5-whys investigation (evidence/distill-7b-teacher-loadtest-gx10/findings.json):
Bug A (this PR, FIXED): trueno-gpu allocator default used cuMemAlloc (device-only,
~30 GB cap on GB10) instead of cuMemAllocManaged (full 128 GB unified pool). The
PMAT-394 managed path existed but was gated behind opt-in `MANAGED_MEMORY=1` env
var with no device-class autodetection.
Bug B (contract authored, implementation deferred): cuda training backend
dequantizes Q4K teacher weights to F32 at GPU upload (4 GB → 28 GB inflation),
making 7B teachers infeasible even with managed memory due to Linux OOM-kill.
No Q4K-native frozen-teacher forward path exists.
This PR:
1. Adds `classify_device_memory` + `should_use_managed_memory` to GpuBuffer
(crates/aprender-gpu/src/driver/memory/buffer.rs). Default allocator
queries CU_DEVICE_ATTRIBUTE_INTEGRATED via cuDeviceGetAttribute; integrated
GPUs (Grace, Tegra) route to cuMemAllocManaged, discrete dGPUs (Ada, Hopper,
Ampere) keep cuMemAlloc. Legacy MANAGED_MEMORY=1/0 env var override preserved.

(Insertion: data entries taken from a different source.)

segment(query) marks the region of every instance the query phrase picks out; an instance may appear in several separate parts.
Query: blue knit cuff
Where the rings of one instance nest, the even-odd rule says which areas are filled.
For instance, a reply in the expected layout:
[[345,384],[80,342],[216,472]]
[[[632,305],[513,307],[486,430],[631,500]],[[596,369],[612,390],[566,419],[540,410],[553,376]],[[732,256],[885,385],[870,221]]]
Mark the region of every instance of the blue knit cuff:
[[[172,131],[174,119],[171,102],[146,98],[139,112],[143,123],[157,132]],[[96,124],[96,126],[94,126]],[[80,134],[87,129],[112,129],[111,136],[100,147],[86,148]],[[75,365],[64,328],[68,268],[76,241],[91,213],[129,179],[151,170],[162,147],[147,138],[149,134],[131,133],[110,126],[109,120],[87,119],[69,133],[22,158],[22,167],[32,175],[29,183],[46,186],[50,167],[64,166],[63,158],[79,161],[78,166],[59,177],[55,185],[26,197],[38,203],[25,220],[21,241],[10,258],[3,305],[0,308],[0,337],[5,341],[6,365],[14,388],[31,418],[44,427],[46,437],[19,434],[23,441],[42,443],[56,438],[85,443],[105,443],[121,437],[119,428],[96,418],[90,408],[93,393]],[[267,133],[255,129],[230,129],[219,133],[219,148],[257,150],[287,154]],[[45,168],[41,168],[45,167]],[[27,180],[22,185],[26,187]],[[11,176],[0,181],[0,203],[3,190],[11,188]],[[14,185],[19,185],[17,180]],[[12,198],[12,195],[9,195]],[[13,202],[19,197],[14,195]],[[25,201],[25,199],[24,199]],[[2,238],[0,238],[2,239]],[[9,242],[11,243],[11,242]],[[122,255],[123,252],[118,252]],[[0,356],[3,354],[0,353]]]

2. Authors `contracts/trueno-gpu/cuda-unified-memory-allocator-v1.yaml`:
classifies device memory architecture, defines 6 falsification tests
(FT-ALLOC-AUTODETECT-001/002, FT-ALLOC-DISPATCH-003/004/005,
FT-ALLOC-DISTILL-7B-006), 2 Kani harnesses, qa_gate F-ALLOC-UNIFIED-001.
3. Authors `contracts/cuda-q4k-frozen-teacher-v1.yaml`: codifies the Q4K
frozen-teacher invariant (no dequant at GPU upload, Q4K-native forward
kernels reuse realizar inference path, type-level no_grad invariant on
CudaBlock::Q4K). 5 falsification tests, 2 Kani harnesses. Implementation
is multi-PR scope (trueno Q4K backward + aprender-train CudaBlock::Q4K
enum variant); contract is the design spec for that follow-up work.

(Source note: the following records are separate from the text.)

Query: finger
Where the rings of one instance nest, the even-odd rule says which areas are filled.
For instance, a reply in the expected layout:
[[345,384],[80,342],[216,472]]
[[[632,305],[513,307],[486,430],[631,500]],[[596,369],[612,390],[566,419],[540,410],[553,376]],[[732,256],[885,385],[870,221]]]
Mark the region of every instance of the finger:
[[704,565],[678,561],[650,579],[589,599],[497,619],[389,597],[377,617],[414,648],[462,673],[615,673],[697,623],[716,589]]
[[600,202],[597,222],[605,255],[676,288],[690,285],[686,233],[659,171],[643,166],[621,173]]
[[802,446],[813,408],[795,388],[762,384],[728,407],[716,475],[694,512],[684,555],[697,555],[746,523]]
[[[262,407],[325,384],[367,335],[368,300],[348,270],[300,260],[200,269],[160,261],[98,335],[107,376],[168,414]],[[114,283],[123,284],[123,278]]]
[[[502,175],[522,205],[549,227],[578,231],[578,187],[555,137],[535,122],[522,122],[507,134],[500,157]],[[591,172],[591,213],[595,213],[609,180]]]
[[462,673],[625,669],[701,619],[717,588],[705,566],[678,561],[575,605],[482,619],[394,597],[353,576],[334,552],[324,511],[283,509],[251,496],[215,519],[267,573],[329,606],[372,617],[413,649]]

4. Captures 5-whys analysis with verified evidence at three points:
- launch.log: pre-fix OOM at Block 27/28 (cuMemAlloc ceiling)
- launch-managed.log: explicit MANAGED_MEMORY=1, all blocks upload, then
OOM-kill during step (Bug B confirmed independent of Bug A)

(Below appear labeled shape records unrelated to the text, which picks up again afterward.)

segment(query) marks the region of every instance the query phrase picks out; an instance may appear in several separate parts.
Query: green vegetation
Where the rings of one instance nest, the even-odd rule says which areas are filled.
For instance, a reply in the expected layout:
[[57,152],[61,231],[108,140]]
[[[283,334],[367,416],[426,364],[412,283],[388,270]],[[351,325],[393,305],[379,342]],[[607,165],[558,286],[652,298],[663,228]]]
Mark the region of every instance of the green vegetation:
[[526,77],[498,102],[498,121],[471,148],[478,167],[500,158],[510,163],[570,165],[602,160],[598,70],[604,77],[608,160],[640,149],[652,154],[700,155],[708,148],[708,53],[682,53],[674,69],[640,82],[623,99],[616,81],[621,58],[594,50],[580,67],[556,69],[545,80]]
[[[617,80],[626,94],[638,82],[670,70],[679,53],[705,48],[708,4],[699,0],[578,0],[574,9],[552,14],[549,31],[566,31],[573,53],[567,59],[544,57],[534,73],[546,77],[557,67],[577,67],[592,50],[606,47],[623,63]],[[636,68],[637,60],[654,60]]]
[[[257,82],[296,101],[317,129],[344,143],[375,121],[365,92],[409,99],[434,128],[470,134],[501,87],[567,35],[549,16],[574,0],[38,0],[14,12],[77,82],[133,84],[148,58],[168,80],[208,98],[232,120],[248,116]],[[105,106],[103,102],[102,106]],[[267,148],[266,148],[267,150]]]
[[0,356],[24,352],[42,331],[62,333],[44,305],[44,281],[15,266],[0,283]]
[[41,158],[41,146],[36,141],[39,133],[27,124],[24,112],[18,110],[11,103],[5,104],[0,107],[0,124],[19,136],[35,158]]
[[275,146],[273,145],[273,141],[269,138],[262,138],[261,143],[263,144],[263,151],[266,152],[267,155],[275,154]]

- launch-after-fix-a.log: NO env var, all 28 blocks upload via autodetect
(Fix A verified end-to-end on gx10 GB10)
Falsifier FT-ALLOC-DISTILL-7B-006 PASSES post-fix: 7B teacher loads all 28
transformer blocks on GB10 without MANAGED_MEMORY env var. The remaining
SIGKILL is Bug B territory (cuda-q4k-frozen-teacher-v1.yaml).
Practical impact: 1.5B and smaller teachers now usable in `apr distill --backend
cuda` on Grace Blackwell with default settings — unblocking the Phase 4 distill
fix that's been carrying TEACHER=STUDENT=0.5B as a smoke-mode workaround.
Both contracts validate clean: `pv validate` reports 0 errors, 0 warnings.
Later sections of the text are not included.